“Jane by Charlotte”, for the love of mothers

Thirty-four years later Jane B. by Agnès.V, delicious portrait of Jane Birkin by Agnès Varda in 1988, the favorite English artist of the French is once again portrayed, this time by her daughter.

Jane by Charlotte is the first film by director Charlotte Gainsbourg, an intimate documentary, crossed by ghosts, mother and daughter leafing through a family album, where the modesty of feelings, the need to express filial and maternal love tend towards the universal.

“As in Agnès Varda’s film, it’s as much a film about Charlotte as it is about me.”

Jane Birkin

at franceinfo

Yellowed photos, vacation films, objects full of memories that Jane Birkin keeps like relics, and an almost religious visit to rue de Verneuil, Serge’s house where Charlotte grew up.

The film allows the mother and the daughter to say to each other what they had not dared to say to each other. There is in Jane by Charlotte this tenderness, pressed by the passage of time, because death is approached there without fear, that of Serge Gainsbourg and that of Kate, first daughter of Jane.

The director has the ambition to treat a subject already worked by masterpieces like Mr Klein Where The Last Metro, no small feat. In occupied Paris in 1942, Monsieur Haffmann, Daniel Auteuil, a Jewish jeweler, failed to flee with his family.

Stuck at home, he makes a deal with his employee, Gilles Lellouche, who moves in with his wife, Sara Giraudeau, in the shop and the apartment, and hides his boss in the cellar, promising to return everything when the war comes. will be over.

“This character is so banal, another roars within him.”

Gilles Lellouche

at franceinfo

In this oppressive huis-clos, the new master of the place, full of complexes, does not take long to reveal his true nature, that of a bastard. If the film has trouble keeping its promise, the trio of actors is irreproachable, and Gilles Lellouche evokes the cohabitation, not obvious, with his character.
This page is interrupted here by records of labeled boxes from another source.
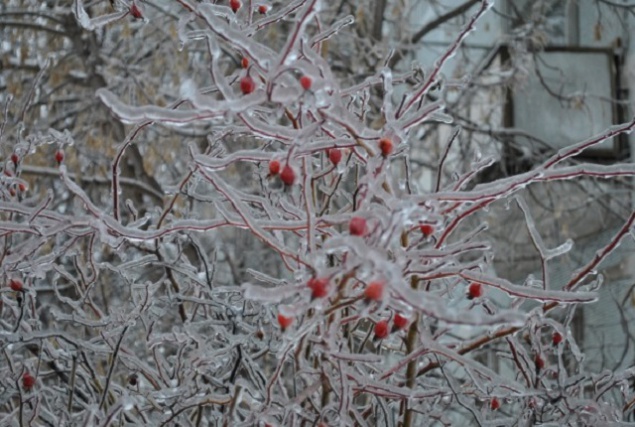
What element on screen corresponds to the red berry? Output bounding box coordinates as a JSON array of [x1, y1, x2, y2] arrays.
[[375, 320, 389, 340], [393, 313, 410, 330], [328, 148, 342, 166], [278, 313, 293, 332], [22, 372, 35, 390], [467, 282, 483, 299], [489, 397, 500, 411], [130, 3, 143, 19], [280, 164, 295, 186], [348, 216, 366, 236], [364, 282, 384, 301], [420, 224, 434, 238], [307, 277, 329, 299], [229, 0, 243, 13], [240, 76, 256, 95], [269, 159, 280, 176], [534, 354, 545, 371], [300, 76, 313, 90], [379, 138, 393, 157], [128, 373, 139, 387], [9, 279, 22, 292]]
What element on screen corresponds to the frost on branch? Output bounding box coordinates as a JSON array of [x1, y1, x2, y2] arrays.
[[0, 0, 635, 426]]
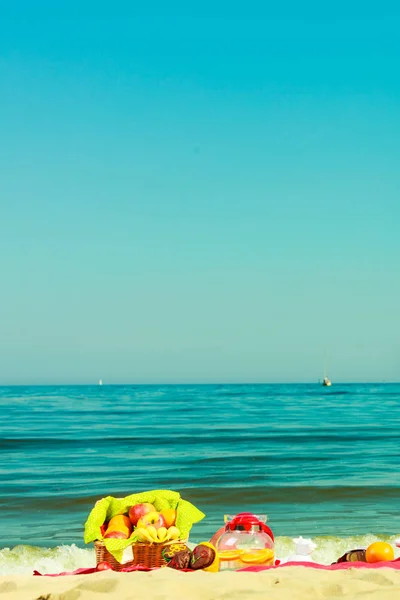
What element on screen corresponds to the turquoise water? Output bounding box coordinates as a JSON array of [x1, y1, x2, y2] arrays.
[[0, 384, 400, 570]]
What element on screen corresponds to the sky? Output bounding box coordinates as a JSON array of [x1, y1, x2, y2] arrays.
[[0, 0, 400, 384]]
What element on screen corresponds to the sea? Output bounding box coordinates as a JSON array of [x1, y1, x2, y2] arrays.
[[0, 383, 400, 574]]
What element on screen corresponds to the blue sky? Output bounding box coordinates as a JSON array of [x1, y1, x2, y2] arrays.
[[0, 2, 400, 383]]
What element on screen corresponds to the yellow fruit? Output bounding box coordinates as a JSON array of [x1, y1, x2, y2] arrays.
[[365, 542, 394, 563], [166, 525, 181, 540], [240, 548, 274, 565], [135, 527, 154, 543], [218, 550, 243, 560], [146, 525, 158, 542]]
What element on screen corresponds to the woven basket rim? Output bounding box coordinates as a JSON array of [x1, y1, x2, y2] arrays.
[[94, 539, 188, 547]]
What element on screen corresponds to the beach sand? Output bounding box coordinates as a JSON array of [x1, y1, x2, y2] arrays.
[[0, 567, 400, 600]]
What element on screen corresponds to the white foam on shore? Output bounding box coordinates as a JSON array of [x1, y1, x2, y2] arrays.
[[0, 534, 400, 575]]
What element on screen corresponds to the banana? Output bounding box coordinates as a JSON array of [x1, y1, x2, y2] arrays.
[[147, 525, 159, 542], [136, 527, 154, 542], [157, 527, 168, 542], [165, 525, 181, 540]]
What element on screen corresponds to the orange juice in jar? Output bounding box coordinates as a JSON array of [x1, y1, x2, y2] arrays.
[[217, 513, 275, 571]]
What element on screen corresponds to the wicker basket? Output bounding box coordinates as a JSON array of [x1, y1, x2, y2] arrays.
[[94, 540, 187, 571]]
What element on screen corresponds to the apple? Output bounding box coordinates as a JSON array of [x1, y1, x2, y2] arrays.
[[129, 502, 156, 526], [96, 560, 114, 571], [160, 508, 177, 529], [137, 511, 166, 529], [108, 515, 132, 530]]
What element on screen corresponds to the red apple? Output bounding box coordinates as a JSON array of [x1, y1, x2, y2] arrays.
[[129, 502, 156, 527], [104, 531, 129, 540], [96, 560, 114, 571], [137, 511, 167, 529]]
Here is a first film whose author launches into social comedy, on the strength of his experience as a co-screenwriter of Tuche and his background as a social educator. Elias, Shaïn Boumedine, noticed in Mektoub, my love by Abdellatif Kechiche, is a young suburbanite who stupidly fails the Sciences Po competition for forgetting his identity card. To earn a living, he goes to work in a reception center for placed minors.
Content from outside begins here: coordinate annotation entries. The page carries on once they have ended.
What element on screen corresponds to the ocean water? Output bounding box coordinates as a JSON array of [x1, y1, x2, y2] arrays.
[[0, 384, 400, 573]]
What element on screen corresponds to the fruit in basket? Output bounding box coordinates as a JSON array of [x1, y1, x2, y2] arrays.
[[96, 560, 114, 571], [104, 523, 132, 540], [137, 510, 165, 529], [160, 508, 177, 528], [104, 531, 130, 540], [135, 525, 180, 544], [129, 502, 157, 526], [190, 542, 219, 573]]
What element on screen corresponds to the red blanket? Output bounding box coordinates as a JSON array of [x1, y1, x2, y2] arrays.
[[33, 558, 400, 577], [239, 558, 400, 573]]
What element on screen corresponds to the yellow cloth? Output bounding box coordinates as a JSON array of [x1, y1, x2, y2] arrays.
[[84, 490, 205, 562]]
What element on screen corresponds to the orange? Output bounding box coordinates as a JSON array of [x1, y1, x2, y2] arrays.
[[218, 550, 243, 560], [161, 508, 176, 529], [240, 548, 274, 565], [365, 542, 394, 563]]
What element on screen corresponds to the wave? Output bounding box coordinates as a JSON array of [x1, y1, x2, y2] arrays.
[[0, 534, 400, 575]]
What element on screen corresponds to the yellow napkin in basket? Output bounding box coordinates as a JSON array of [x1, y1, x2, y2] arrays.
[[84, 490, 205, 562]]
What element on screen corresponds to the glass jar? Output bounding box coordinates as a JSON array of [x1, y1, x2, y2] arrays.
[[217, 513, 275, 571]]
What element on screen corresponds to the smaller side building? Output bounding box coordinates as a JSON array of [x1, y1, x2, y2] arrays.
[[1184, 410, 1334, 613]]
Faced with these endearing and untenable teenagers, whose life paths are already chaotic, he discovers a harsh reality, but gradually acquires a taste for making himself useful, despite recurring failures and the glaring lack of means. Placed has a lot of clumsiness, facilities, but this band of young non-professional actors really makes you want to believe that their characters will get by.